Coupled adsorption and photocatalysis: A green synthesized g‐C3N4@Mn–FeOOH@molecularly imprinted photocatalysis system for targeted removal of various heterocyclic amines

Abstract

AbstractPhotocatalysis‐based advanced oxidation technologies have been developed as an attractive strategy for degrading pollutants. However, the question of how to increase removal specificity without sacrificing the degradation effect remains a difficult one. In this work, a photocatalytic system for the simultaneous targeted elimination of nine heterocyclic amines (HCAs) is established using a green‐prepared photocatalyst (CN@Mn–FeOOH@MIP) that activates sodium persulfate (PS) under visible light.
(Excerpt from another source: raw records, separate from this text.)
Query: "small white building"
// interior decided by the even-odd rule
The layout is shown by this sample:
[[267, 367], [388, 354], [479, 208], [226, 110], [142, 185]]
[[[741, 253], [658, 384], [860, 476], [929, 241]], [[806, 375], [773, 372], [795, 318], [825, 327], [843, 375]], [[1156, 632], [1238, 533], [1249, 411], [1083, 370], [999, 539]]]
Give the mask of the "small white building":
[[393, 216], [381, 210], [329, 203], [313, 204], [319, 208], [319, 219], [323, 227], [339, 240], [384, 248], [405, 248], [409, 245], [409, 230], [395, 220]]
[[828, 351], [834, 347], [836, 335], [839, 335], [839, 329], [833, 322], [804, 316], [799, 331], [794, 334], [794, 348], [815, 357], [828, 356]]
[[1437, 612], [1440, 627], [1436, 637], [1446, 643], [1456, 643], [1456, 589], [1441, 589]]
Mn–FeOOH clusters are in situ covered on laminar g‐C3N4 (CN) carrier to form a heterojunction, along with a molecularly imprinted layer self‐polymerized from dopamine, which is grown on the outer layer, resulting in both the desired photochemical activity and specific sites for recognition. The conditions of composite and photocatalysis are explored and optimized for efficient and selective degradation. Notably, CN@Mn–FeOOH@MIP is synthesized free of any organic reagents, and the biosafety is confirmed by cellular and in vivo toxicity evaluation. The developed CN@Mn–FeOOH@MIP/PS system with visible‐light‐driven is applied to the removal of HCAs in coffee samples with the recoveries over 70% and the reuse rates greater than 85%. It coupled the advantages of specific enrichment and rapid degradation, which furnishes a novel approach for the control of trace thermal processing pollutants.